SAMARINDA -Strategi untuk menangani banjir di Samarinda sebenarnya sudah ada sejak 15 tahun lalu. Ketika itu, Master Plan Pengendalian Banjir di Samarinda 2005 menjadi rujukan setiap program dan kebijakan yang diambil pemerintah. Namun sayangnya, rencana utama tersebut sudah kedaluwarsa.
Kepala Balai Wilayah Sungai (BWS) Kalimantan III Anang Muchlis menyebut, Master Plan Pengendalian Banjir di Samarinda 2005 sudah tak sesuai lagi dengan kondisi di lapangan. Sudah tak relevan lagi dengan banyaknya perubahan dan alih fungsi lahan. “Banyak lahan yang seharusnya digarap untuk mengendalikan banjir, beralih fungsi. Seperti Embung Sempaja,” ungkap Anang.
Dari data Kaltim Post, embung itu sudah dikerjakan sejak 27 Mei 2019 lalu. Namun, embung terancam tak bisa diselesaikan. “Itu enggak bisa terealisasi. Sudah keburu dibuat perumahan di sana,” ujarnya.
Embung yang ada sekarang, dengan daya tampung air 27 ribu meter kubik, baru berfungsi mengurangi lama dan kedalaman genangan air. Namun, belum mengatasi banjir di kawasan Simpang Empat Sempaja.

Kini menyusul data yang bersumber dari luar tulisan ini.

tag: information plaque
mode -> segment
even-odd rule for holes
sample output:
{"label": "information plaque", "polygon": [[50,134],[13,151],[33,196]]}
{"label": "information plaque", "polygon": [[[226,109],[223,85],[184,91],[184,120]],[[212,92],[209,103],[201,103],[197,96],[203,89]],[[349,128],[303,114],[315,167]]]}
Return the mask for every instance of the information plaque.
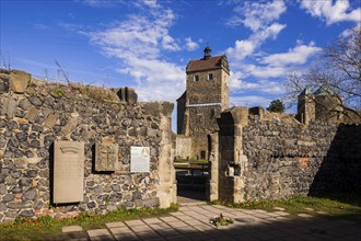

Di mana dari data, kondisi di wilayah tersebut, banjir bisa menggenangi sekira 2 hektare dengan lama genangan antara 6-10 jam dan kedalaman 40-70 sentimeter. “Kalau ada embung itu. Air dari Sungai Sempaja bisa ditampung. Dan pelan-pelan bisa dialirkan ke bawahnya. Sehingga banjir bisa dikendalikan,” jelasnya.
Selain Embung Sempaja, ada empat rencana pembuatan embung dan kolam retensi lain yang sesuai Master Plan Pengendalian Banjir di Samarinda 2005 tak bisa lagi direalisasikan. Antara lain rencana Embung Pampang, rencana Embung Muang, rencana revitalisasi Rawa Bengkuring, dan rencana Bendali Damanhuri.
Di mana untuk kolam retensi Damanhuri sudah menjadi permukiman. Begitu juga dengan Embung Bengkuring yang sebagian lahannya jadi permukiman. Sementara lahan Embung Muang menjadi area tambang batu bara, dan Embung Pampang Kanan itu sudah menjadi kebun kelapa sawit.
“Kejadian-kejadian seperti ini membuat master plan pada 2005 harus dilakukan penyesuaian-penyesuaian lagi. Itu yang sedang kami lakukan di BWS III Kalimantan,” jelasnya.
Saat ini pengerjaan master plan ada di tangan konsultan. Di sisi lain, BWS III Kalimantan akan mengundang semua pihak. Yang mampu memberikan masukkan dan menawarkan konsep master plan terkini yang ditawarkan. Yang sesuai dengan fakta terbaru di lapangan.
“Paling lama satu bulan ke depan kami akan mengundang berbagai pihak. Jika ada hasil dan kesepakatan bersama, hasil itu yang akan dipakai untuk dijadikan panduan pengendalian banjir di Samarinda,” bebernya.
Di sisi lain, Anang menegaskan, sebaik apapun rencana yang dibuat, BWS III Kalimantan tidak bisa bekerja sendiri. Ada Pemkot Samarinda selaku pemegang wilayah. Karena itu pihaknya baru bisa merealisasikan apa yang direncanakan jika sudah ada lampu hijau dari pemerintah. “Soal pembiayaan melalui APBN sebenarnya tidak ada persoalan,” ujarnya.
Tetapi, mengingat bukan hanya Samarinda yang memerlukan anggaran penanganan banjir, maka bergantung kesiapan pemerintahnya untuk bisa menerima kucuran dana tersebut. Artinya, selama Pemkot Samarinda belum bisa menyelesaikan persoalan yang menghambat jalannya program, maka pihaknya belum bisa mengusulkan anggaran.
“Kami khawatir, sudah usulkan dana besar. Tetapi ujung-ujungnya percuma akibat persoalan di lapangan belum siap. Dan kami selalu koordinasi dengan dinas terkait di Pemkot,” ujarnya.
Itulah yang terjadi dalam rencana proyek normalisasi Sungai Karang Mumus (SKM). Padahal, dari analisis BWS III Kalimantan, jika dilakukan normalisasi SKM di belakang Pasar Segiri sampai dengan Taman Cerdas di Samarinda Ulu, maka banjir di Samarinda bisa berkurang 50 persen. “Saya yakin itu,” ucapnya.